La chasse aux sorcières aux élus est pourtant planétaire. Elle contribue à rendre encore moins attractive et plus criminogène la fonction publique de représentant élu, notamment dans nos démocraties. les élections coûtent cher, les carcans sont nombreux, les coups et les critiques, souvent gratuites, pleuvent sur la tête des candidats et des élus. Les privilèges associés à ces fonctions se referment donc sur elles mêmes par un simple réflexe de protection et les avantages de fonctions dérapent vite en corruption et enrichissements illicites. Même si cela choquera, ce n'est pas étonnant. On ne peut pas demander à quelqu'un qu'il soit d'un côté moralement irréprochable et dans le même temps écrasé d'une charge de travail trop lourde et indistinctement conspué. De plus, la différence matérielle entre les "élus" de pays peu démocratiques et ceux des pays dits "démocratiques" qui est parfois flagrante donne des idées et des justifications pour des actes répréhensibles même aux plus honnêtes d'entre eux.

Il faut ajouter à cela les dépenses de campagne "sponsorisées" par des tiers qui s'envolent vers des sommets d'absurdités. Même dans des pays où le financement des partis et des candidats sont sinon contrôlés, du moins réglementés, les possibilités légales de contournement de ces réglementations sont rapidement trouvées. Personne n'est vraiment dupe en ce qu'il ne s'agisse pas d'un don mais bien d'un investissement. Cela prend donc une certaine tournure lorsque l'on analyse les motivations et le retour sur investissement politique d'une modeste cotisation de 10 francs ou que l'on sponsorise à coups de millions tel candidat ou telle votation. Quel est le retour attendu ? Est-ce une bonne opération économique ? Certainement puisque les sommes augmentent ce qui montre, selon la théorie économique, que l'offre limitée est fort recherchée.

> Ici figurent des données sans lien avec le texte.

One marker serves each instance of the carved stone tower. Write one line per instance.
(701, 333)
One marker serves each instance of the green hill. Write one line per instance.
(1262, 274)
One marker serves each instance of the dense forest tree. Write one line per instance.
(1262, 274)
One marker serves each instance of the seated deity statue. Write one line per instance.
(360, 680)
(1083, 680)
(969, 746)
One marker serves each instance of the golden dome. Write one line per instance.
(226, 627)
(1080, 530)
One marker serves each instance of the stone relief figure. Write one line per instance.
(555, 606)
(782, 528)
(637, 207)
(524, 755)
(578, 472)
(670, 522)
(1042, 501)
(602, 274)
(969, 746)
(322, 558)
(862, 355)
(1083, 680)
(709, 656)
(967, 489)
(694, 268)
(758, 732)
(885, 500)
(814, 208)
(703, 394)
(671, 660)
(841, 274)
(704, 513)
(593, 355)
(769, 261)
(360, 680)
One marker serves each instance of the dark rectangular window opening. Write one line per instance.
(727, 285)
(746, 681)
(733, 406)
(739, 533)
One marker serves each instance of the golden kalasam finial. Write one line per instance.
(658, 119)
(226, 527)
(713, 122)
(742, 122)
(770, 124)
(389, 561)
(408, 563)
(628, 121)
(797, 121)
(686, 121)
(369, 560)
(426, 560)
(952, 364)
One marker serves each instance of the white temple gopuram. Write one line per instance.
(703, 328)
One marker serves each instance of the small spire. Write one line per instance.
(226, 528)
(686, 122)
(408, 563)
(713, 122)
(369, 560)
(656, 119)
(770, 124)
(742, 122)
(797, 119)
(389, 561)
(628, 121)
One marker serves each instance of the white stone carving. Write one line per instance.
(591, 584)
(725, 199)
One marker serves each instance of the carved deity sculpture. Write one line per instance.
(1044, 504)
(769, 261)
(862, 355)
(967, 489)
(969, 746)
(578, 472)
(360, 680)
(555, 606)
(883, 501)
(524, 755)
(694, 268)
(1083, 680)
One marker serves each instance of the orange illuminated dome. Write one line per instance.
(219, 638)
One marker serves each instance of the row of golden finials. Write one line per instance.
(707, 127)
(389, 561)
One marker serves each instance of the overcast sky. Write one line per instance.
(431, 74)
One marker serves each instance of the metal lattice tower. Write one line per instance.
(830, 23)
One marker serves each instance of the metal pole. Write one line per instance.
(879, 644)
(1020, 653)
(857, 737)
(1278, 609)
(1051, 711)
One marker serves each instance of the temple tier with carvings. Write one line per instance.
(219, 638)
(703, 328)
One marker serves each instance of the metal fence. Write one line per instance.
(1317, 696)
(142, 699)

De fait, à l'approche des élections communales, beaucoup de partis peinent à recruter des candidats. Aucun ne le confirmera, naturellement. Mais les citoyennes et citoyens que nous sommes continuent à assimiler de plus en plus les élus, cette étrange élite démocratique à des profiteurs, des corrompus ou des égocentriques démesurés. Les timides tentatives de remise en question, au travers de concepts comme l'autogestion ou la démocratie participative semblent n'avoir qu'un seul but: concilier la charge de travail toujours plus inhumaine exigée par la direction politique et la notion de protection et de développement du bien public. Le citoyen exige non seulement une gestion la plus objective possible mais également des leaders, des icônes, des modèles, bien humains et bien réels. Ils exigent des faits et des chiffres mais n'est pas prêt à laisser son destin entre les mains (trop) visibles de machines. Nous voulons des suhommes humains. Nous voulons de la gouvernance sans conflit. Tout cela est difficilement conciliable et pour paraphraser Winston Churchill, "la démocratie est certainement le moins mauvais système que nous ayons trouvé pour gérer les populations humaines".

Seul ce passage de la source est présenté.